1. [Official documentation for truncnorm](https://docs.scipy.org/doc/scipy/reference/generated/scipy.stats.truncnorm.html)

2. [Explanation for the usage of truncnorm](https://stackoverflow.com/questions/18441779/how-to-specify-upper-and-lower-limits-when-using-numpy-random-normal)

Since the scipy library is not covered, the following code block will create the necessary observations. 

In [68]:
import scipy.stats

lower = 160
upper = 240
mu = 200
sigma = 20
N = 1000

samples = scipy.stats.truncnorm.rvs(
          (lower-mu)/sigma,(upper-mu)/sigma,loc=mu,scale=sigma,size=N)

### 1.5 
Create a length of the jump array. 

The length of an athlete's jump is a variable that depends on a lot of different factors, like the physical strength of the athlete, training, their natural talent and so on. So it will be fair to draw variables within a limit randomly. The length is measured in meters, with the least count 1 cm. Create the length of the jump parameter for the data. 

The length of the average long jump is 6 to 7 meters. The world record is 8.95 m. Hence, let's assume the highest long jump that we recorded in our data set to be 8.00m and the lowest limit to be 5.00m. 

To generate random numbers between 5 and 8. with uniform distribution. 
Why uniform distribution? Again the same most values will be close to the mean; rarely people will be good or bad. 

So now we have three arrays, unique athlete ID, normally distributed height array and uniformly distributed jump vector. 

### 1.6 
Combine the three arrays to create a dataset. 

The form of the dataset should be 

"Athlete_id", "Height", "Long_jump" and total 1000 reading of this form. 

hint: 
Take the sequences of 1-D arrays and stack them as columns to make a single 2-D array. 

Now you have created a dataset in the form that you need. 

## 2 Scaling Data

The next task is to perform a unit conversion so that the height (currently in cms) and length of jump (currently in m) are in the same unit. 


### 2.1 
Let's convert the height of the students to meters. 

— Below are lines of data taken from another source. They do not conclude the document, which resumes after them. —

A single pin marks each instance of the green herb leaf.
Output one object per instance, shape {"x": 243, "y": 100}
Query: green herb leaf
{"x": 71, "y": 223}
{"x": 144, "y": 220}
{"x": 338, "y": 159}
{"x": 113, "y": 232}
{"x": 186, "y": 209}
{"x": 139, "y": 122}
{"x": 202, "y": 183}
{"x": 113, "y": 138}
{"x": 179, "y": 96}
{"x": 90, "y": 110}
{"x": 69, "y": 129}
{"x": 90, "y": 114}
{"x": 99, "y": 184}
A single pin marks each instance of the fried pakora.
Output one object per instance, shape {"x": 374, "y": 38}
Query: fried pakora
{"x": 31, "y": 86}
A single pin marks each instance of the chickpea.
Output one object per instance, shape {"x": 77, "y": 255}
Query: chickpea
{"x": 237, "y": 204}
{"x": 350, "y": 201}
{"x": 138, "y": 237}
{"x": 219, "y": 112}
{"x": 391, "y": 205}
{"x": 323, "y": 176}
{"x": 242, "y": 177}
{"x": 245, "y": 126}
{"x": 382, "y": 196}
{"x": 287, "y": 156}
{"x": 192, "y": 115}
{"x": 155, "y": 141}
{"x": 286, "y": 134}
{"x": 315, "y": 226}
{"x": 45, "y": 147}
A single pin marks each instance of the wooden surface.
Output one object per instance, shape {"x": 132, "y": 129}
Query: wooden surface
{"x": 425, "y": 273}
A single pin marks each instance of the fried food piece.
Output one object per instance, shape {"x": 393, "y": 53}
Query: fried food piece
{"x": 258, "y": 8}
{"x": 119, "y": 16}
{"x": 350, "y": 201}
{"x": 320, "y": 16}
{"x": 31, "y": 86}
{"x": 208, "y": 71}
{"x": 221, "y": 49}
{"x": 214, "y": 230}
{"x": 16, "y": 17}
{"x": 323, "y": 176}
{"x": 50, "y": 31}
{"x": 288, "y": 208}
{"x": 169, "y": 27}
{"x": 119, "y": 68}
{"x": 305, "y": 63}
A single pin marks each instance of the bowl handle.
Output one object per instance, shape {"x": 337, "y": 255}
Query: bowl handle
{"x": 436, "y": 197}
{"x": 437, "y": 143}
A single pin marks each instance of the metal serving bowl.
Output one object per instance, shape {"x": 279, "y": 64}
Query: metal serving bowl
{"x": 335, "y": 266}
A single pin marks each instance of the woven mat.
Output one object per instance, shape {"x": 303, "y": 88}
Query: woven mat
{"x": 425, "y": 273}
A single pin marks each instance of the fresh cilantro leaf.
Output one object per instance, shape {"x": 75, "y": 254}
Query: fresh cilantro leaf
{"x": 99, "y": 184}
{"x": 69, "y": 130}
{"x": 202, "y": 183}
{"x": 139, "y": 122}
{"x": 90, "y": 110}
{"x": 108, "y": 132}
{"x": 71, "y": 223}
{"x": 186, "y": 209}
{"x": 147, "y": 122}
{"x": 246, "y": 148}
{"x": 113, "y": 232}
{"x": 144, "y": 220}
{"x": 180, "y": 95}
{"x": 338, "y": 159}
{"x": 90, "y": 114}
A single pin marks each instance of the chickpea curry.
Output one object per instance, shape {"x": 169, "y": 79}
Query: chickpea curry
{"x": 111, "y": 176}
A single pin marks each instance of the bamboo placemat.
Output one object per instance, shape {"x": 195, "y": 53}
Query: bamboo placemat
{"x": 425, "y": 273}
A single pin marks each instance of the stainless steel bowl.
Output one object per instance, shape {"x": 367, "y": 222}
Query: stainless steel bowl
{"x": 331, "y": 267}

Divide all values in the middle column by 100. 

#### Concept of vector division 

assume you have a vector 

a = 4,6,12

You want to divide the first element by 2, the second by three and the third by 6. 

#### Example 1

In [85]:
a = np.array([4,6,12])

In [88]:
b = np.array([2,3,6])

In [89]:
np.divide(a,b)

array([2., 2., 2.])

#### Example 2

In [90]:
a = np.array([[4,6,12], [6, 9, 18]])

In [91]:
a

array([[ 4,  6, 12],
       [ 6,  9, 18]])

In [92]:
np.divide(a,b)

array([[2., 2., 2.],
       [3., 3., 3.]])

You can use the divide function to perform row/column-wise operations. There are rules to follow while ensuring that such procedures do not through errors. You can read about thse rules [here](https://www.geeksforgeeks.org/python-broadcasting-with-numpy-arrays/#:~:text=Broadcasting%20Rules%3A&text=The%20two%20arrays%20are%20compatible,are%20compatible%20with%20all%20dimensions.)

This is called dimensional compatibility. You will learn more about this later in the program. 

### 2.2 
Calculate the length of the jump to height ratio. Higher this ratio better will be the student at the long jump. 

You will have to slice the array to extract the required columns from the matrix, perform the operation, and ultimately add the new column to the original matrix. 

### 2.3 
Find the candidate ID with the highest length to height ratio. 

## Conclusion 

1. You learnt the use of official documentation and tools like stack overflow to reduce your effort in writing code. 
2. You used NumPy and scipy to create a dataset and perform operations on it 
3. You performed EDA found out the most efficient jumper.